Remove all _Tropheus_ and aquascaping from the tank
Rebuild the aquascaping
Rentroduce all _Tropheus_
Monitor the tank + Cross your fingers

Actually this system has proven quite successful. I even had a successful Duboisi spawning, big fry with beautiful blue-white spots. It also became apparent that holding females feed themselves and the fry over the 1 month incubation/hatching period. I found this observation fascinating given my experience with other African Cichlids (Mbuna, Haps & Peacocks) where the females starve themselves while incubating eggs. During this time a Tret died as well when I was on vacation, my cousin that looks after things while I am away and does a grand job didn't notice and this created a pollution problem in the tank. I lost a few fish over this period, but I knew I'd have to build up larger _Tropheus_ groups without question for any success. Through trading and purchase I eventually ended up with the following biotope assemblage.






*Stock:*

1 - _Neolamprologus leleupi_
6 - _Neolamprologus tretocephlus_ "Trets"
9 -_ Tropheus moorii_ "Bemba"
1 - _Tropheus moorii_ "Chilanga"
3 - _Tropheus duboisi_ 
12 - _Synodontis petricola_


----------



## crazy72 (Apr 22, 2010)

Great Introduction. Thank you. My 3 kids went to the Outdoor School in Brackendale and they have all kept great memories of it. Congrats on the great job you did there.

Nice tank, too!


----------



## VElderton (Jun 3, 2015)

Thanks for your note ... part of my retirement from NVSD includes a PhD with a focus on Outdoor School and it's lasting impact on student learning  The school turns 50 this year 2019.


----------



## SeaHorse_Fanatic (Apr 22, 2010)

Looking great there Victor. Will see it in person one day, I'm sure.

Anthony


----------



## VElderton (Jun 3, 2015)

As 2018 proceeded I knew things were looking up when I started to have some successful spawning activity. It was obvious that colony sizes were small but the fish seemed to be okay with the male / female ratios.






*2018.12 - Duboisi Spawning Activity*






This breeding was also an indication that the groupings and water parameters were to the fishes' liking as well.

I had been battling slightly elevated Nitrate (NO3) levels, but over the year the Nitrate levels dropped to near zero.
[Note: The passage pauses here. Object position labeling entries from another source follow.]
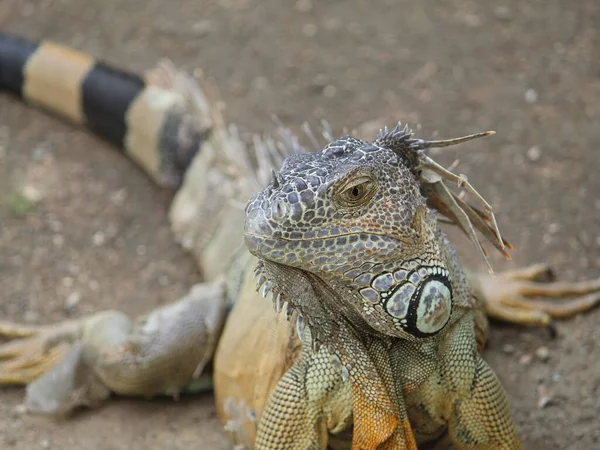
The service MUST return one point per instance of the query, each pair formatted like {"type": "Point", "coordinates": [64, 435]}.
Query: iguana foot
{"type": "Point", "coordinates": [529, 296]}
{"type": "Point", "coordinates": [33, 350]}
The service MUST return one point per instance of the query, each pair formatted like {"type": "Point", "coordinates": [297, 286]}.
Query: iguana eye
{"type": "Point", "coordinates": [357, 192]}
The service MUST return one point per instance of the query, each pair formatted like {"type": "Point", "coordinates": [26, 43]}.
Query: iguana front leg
{"type": "Point", "coordinates": [79, 362]}
{"type": "Point", "coordinates": [310, 401]}
{"type": "Point", "coordinates": [530, 297]}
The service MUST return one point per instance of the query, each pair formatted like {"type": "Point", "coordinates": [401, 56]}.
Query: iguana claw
{"type": "Point", "coordinates": [530, 297]}
{"type": "Point", "coordinates": [32, 350]}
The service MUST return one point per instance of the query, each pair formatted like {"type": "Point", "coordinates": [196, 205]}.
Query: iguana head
{"type": "Point", "coordinates": [352, 218]}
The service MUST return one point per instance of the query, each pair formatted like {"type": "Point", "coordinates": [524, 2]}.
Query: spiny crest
{"type": "Point", "coordinates": [431, 176]}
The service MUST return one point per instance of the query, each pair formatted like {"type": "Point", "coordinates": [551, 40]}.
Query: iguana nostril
{"type": "Point", "coordinates": [279, 209]}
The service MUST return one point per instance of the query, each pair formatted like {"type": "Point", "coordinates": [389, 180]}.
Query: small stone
{"type": "Point", "coordinates": [543, 354]}
{"type": "Point", "coordinates": [534, 154]}
{"type": "Point", "coordinates": [98, 239]}
{"type": "Point", "coordinates": [118, 197]}
{"type": "Point", "coordinates": [545, 396]}
{"type": "Point", "coordinates": [531, 96]}
{"type": "Point", "coordinates": [32, 193]}
{"type": "Point", "coordinates": [553, 228]}
{"type": "Point", "coordinates": [39, 153]}
{"type": "Point", "coordinates": [329, 91]}
{"type": "Point", "coordinates": [260, 83]}
{"type": "Point", "coordinates": [31, 316]}
{"type": "Point", "coordinates": [58, 240]}
{"type": "Point", "coordinates": [304, 6]}
{"type": "Point", "coordinates": [507, 348]}
{"type": "Point", "coordinates": [502, 12]}
{"type": "Point", "coordinates": [20, 409]}
{"type": "Point", "coordinates": [526, 359]}
{"type": "Point", "coordinates": [72, 301]}
{"type": "Point", "coordinates": [556, 377]}
{"type": "Point", "coordinates": [309, 30]}
{"type": "Point", "coordinates": [472, 20]}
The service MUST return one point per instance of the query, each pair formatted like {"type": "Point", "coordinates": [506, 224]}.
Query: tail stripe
{"type": "Point", "coordinates": [53, 76]}
{"type": "Point", "coordinates": [153, 124]}
{"type": "Point", "coordinates": [107, 95]}
{"type": "Point", "coordinates": [14, 54]}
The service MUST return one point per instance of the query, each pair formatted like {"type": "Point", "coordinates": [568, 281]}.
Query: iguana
{"type": "Point", "coordinates": [362, 371]}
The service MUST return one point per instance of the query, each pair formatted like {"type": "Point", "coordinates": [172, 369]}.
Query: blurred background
{"type": "Point", "coordinates": [90, 232]}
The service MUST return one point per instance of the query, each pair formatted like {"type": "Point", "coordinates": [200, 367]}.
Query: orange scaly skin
{"type": "Point", "coordinates": [260, 364]}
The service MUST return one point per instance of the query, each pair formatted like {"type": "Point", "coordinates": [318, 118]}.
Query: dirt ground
{"type": "Point", "coordinates": [98, 237]}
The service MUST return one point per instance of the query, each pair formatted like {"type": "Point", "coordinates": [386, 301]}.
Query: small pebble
{"type": "Point", "coordinates": [309, 30]}
{"type": "Point", "coordinates": [31, 316]}
{"type": "Point", "coordinates": [507, 348]}
{"type": "Point", "coordinates": [72, 301]}
{"type": "Point", "coordinates": [260, 83]}
{"type": "Point", "coordinates": [531, 96]}
{"type": "Point", "coordinates": [68, 282]}
{"type": "Point", "coordinates": [526, 359]}
{"type": "Point", "coordinates": [542, 353]}
{"type": "Point", "coordinates": [304, 5]}
{"type": "Point", "coordinates": [329, 91]}
{"type": "Point", "coordinates": [556, 377]}
{"type": "Point", "coordinates": [502, 12]}
{"type": "Point", "coordinates": [98, 239]}
{"type": "Point", "coordinates": [534, 154]}
{"type": "Point", "coordinates": [545, 396]}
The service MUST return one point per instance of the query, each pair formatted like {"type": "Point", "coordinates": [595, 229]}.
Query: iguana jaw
{"type": "Point", "coordinates": [353, 220]}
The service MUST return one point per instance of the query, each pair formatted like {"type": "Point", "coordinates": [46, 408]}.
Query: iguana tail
{"type": "Point", "coordinates": [151, 120]}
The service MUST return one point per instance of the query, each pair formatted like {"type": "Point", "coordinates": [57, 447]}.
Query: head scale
{"type": "Point", "coordinates": [353, 216]}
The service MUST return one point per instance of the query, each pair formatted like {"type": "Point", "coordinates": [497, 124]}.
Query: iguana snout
{"type": "Point", "coordinates": [353, 215]}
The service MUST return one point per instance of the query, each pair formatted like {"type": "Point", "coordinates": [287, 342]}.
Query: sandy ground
{"type": "Point", "coordinates": [99, 238]}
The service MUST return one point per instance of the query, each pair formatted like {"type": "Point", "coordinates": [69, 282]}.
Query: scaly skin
{"type": "Point", "coordinates": [345, 236]}
{"type": "Point", "coordinates": [259, 358]}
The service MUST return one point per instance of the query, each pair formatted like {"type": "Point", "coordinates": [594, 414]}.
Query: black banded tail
{"type": "Point", "coordinates": [152, 125]}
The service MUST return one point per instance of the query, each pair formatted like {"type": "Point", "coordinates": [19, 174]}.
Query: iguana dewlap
{"type": "Point", "coordinates": [295, 394]}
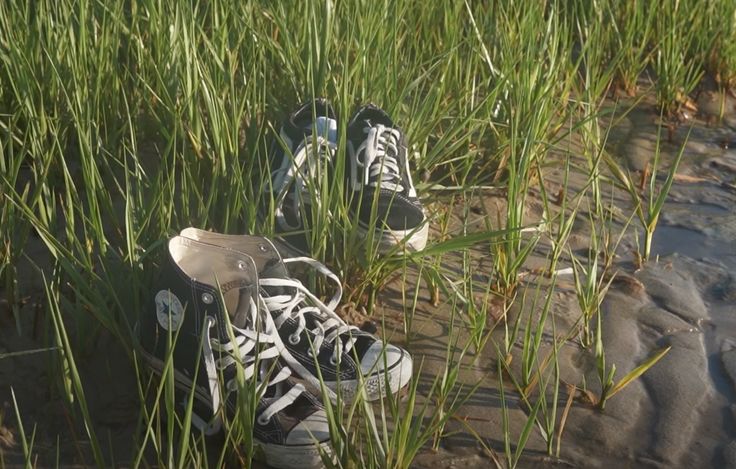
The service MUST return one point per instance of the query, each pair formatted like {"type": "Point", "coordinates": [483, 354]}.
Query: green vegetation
{"type": "Point", "coordinates": [122, 122]}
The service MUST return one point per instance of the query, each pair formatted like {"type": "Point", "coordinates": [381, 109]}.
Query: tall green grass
{"type": "Point", "coordinates": [122, 122]}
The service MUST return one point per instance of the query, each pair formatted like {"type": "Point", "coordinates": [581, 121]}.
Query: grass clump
{"type": "Point", "coordinates": [121, 122]}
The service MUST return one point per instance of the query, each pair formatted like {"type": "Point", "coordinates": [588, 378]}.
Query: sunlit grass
{"type": "Point", "coordinates": [121, 123]}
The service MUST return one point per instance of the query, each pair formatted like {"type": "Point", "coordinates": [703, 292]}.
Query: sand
{"type": "Point", "coordinates": [682, 413]}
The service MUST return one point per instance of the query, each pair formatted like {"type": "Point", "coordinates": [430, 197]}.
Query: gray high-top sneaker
{"type": "Point", "coordinates": [344, 354]}
{"type": "Point", "coordinates": [290, 425]}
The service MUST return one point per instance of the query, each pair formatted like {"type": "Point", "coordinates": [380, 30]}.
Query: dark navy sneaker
{"type": "Point", "coordinates": [313, 335]}
{"type": "Point", "coordinates": [384, 199]}
{"type": "Point", "coordinates": [300, 160]}
{"type": "Point", "coordinates": [208, 299]}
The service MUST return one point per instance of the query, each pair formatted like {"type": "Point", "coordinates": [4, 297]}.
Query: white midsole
{"type": "Point", "coordinates": [375, 383]}
{"type": "Point", "coordinates": [279, 456]}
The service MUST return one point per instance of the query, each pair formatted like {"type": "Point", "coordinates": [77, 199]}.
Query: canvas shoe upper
{"type": "Point", "coordinates": [313, 335]}
{"type": "Point", "coordinates": [378, 175]}
{"type": "Point", "coordinates": [301, 157]}
{"type": "Point", "coordinates": [208, 299]}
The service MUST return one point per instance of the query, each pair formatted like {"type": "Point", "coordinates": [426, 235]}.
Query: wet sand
{"type": "Point", "coordinates": [682, 412]}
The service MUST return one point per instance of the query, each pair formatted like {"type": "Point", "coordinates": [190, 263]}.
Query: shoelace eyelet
{"type": "Point", "coordinates": [294, 339]}
{"type": "Point", "coordinates": [232, 385]}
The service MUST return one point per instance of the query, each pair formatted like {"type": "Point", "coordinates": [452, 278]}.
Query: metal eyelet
{"type": "Point", "coordinates": [232, 385]}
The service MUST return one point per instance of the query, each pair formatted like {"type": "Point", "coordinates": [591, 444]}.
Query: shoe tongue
{"type": "Point", "coordinates": [326, 128]}
{"type": "Point", "coordinates": [274, 269]}
{"type": "Point", "coordinates": [238, 303]}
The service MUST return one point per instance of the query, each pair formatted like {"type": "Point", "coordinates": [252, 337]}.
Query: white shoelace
{"type": "Point", "coordinates": [292, 172]}
{"type": "Point", "coordinates": [299, 301]}
{"type": "Point", "coordinates": [379, 164]}
{"type": "Point", "coordinates": [246, 341]}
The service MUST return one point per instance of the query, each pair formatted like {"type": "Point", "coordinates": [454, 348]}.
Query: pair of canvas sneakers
{"type": "Point", "coordinates": [226, 303]}
{"type": "Point", "coordinates": [380, 194]}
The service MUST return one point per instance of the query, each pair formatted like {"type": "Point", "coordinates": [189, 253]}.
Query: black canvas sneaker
{"type": "Point", "coordinates": [216, 327]}
{"type": "Point", "coordinates": [300, 159]}
{"type": "Point", "coordinates": [313, 335]}
{"type": "Point", "coordinates": [377, 174]}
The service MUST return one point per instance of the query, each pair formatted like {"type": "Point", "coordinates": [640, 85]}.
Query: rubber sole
{"type": "Point", "coordinates": [277, 456]}
{"type": "Point", "coordinates": [375, 384]}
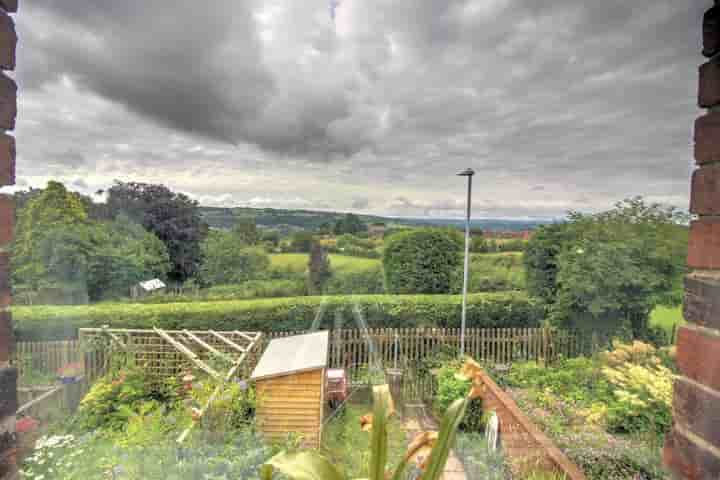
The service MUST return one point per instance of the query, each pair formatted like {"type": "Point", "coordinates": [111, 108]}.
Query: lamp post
{"type": "Point", "coordinates": [469, 174]}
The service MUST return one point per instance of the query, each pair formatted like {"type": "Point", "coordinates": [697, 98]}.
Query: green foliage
{"type": "Point", "coordinates": [297, 313]}
{"type": "Point", "coordinates": [348, 447]}
{"type": "Point", "coordinates": [172, 217]}
{"type": "Point", "coordinates": [124, 254]}
{"type": "Point", "coordinates": [43, 222]}
{"type": "Point", "coordinates": [116, 397]}
{"type": "Point", "coordinates": [495, 273]}
{"type": "Point", "coordinates": [350, 224]}
{"type": "Point", "coordinates": [451, 388]}
{"type": "Point", "coordinates": [319, 271]}
{"type": "Point", "coordinates": [359, 282]}
{"type": "Point", "coordinates": [225, 260]}
{"type": "Point", "coordinates": [608, 271]}
{"type": "Point", "coordinates": [422, 261]}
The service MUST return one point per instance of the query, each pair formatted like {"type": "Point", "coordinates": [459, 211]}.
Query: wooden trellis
{"type": "Point", "coordinates": [165, 353]}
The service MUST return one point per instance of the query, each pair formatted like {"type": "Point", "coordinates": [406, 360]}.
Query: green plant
{"type": "Point", "coordinates": [294, 313]}
{"type": "Point", "coordinates": [451, 387]}
{"type": "Point", "coordinates": [312, 466]}
{"type": "Point", "coordinates": [422, 261]}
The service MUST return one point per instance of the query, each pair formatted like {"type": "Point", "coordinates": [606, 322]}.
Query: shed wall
{"type": "Point", "coordinates": [292, 403]}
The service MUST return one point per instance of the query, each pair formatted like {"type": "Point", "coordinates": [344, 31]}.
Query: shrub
{"type": "Point", "coordinates": [451, 388]}
{"type": "Point", "coordinates": [294, 313]}
{"type": "Point", "coordinates": [356, 282]}
{"type": "Point", "coordinates": [422, 261]}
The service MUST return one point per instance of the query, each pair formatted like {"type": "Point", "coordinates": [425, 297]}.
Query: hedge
{"type": "Point", "coordinates": [295, 313]}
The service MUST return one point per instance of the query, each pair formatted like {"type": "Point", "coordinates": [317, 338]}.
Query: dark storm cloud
{"type": "Point", "coordinates": [570, 103]}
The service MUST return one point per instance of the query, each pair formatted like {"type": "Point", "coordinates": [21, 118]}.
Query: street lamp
{"type": "Point", "coordinates": [466, 173]}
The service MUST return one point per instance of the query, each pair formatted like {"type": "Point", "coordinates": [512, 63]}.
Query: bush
{"type": "Point", "coordinates": [356, 282]}
{"type": "Point", "coordinates": [422, 261]}
{"type": "Point", "coordinates": [451, 388]}
{"type": "Point", "coordinates": [294, 313]}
I had shifted to 100% biohome/hydroton in all my filters over the year. It was also around this time an experienced _Tropheus_ keeper suggested his observations had been that as long as the colony was big enough having more males than females isn't a bad idea - that's quite different from my Lake Malawi cichlid experience. Given that it is near impossible to sex _Tropheus_ the sex ratio recommendation made me less apprehensive about adding fish to existing colonies.


----------